What Is PDF Metadata and How to Remove It

Every PDF carries hidden information about itself — who created it, with what software, when, and sometimes more. This is called metadata, and most of the time you never think about it. But when you share a document publicly, that invisible data can reveal more than you intended.
What metadata includes
Tucked inside a PDF, you may find:
- Author and creator names — often a real person's name or username.
- The software used to create the file, and sometimes its version.
- Creation and modification dates.
- Titles, keywords, and tags added during authoring.

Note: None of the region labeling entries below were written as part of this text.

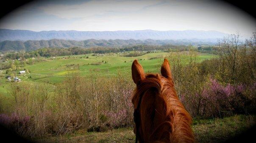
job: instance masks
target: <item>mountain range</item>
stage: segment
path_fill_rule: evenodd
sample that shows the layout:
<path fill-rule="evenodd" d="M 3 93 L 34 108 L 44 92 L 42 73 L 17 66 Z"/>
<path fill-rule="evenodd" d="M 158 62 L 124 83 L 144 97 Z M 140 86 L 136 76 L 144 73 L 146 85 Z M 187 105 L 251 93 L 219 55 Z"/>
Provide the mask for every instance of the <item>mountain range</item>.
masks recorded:
<path fill-rule="evenodd" d="M 96 40 L 88 39 L 81 41 L 53 39 L 49 40 L 5 40 L 0 42 L 0 51 L 30 51 L 42 48 L 69 48 L 79 47 L 123 47 L 138 45 L 163 45 L 192 44 L 214 44 L 214 43 L 203 42 L 193 39 L 192 40 Z"/>
<path fill-rule="evenodd" d="M 213 42 L 227 34 L 216 31 L 187 30 L 184 31 L 156 31 L 143 30 L 115 31 L 43 31 L 0 29 L 0 41 L 4 40 L 49 40 L 58 39 L 83 40 L 181 40 L 200 39 Z"/>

- Traces of edit history in some files.
None of this is visible on the page, but it travels with the file wherever it goes.
Why it can matter
For a document going to a small audience, metadata is harmless. For one published openly — a report, a public filing, a downloadable form — it can leak the author's identity, internal software details, or timing you would rather keep private. Privacy-conscious sharing means tidying it up.
How to clean it
A reliable way to strip layered and hidden data is to flatten the PDF, which merges the document down and removes much of the extra structure that metadata lives in. For sensitive information that appears on the page as well, pair this with the Redact tool to remove visible details.
A good habit before publishing
Before any document goes out to a wide or unknown audience, take a moment to consider what it might be carrying beyond its visible content. Flattening and a final review is a small step that prevents an avoidable privacy slip.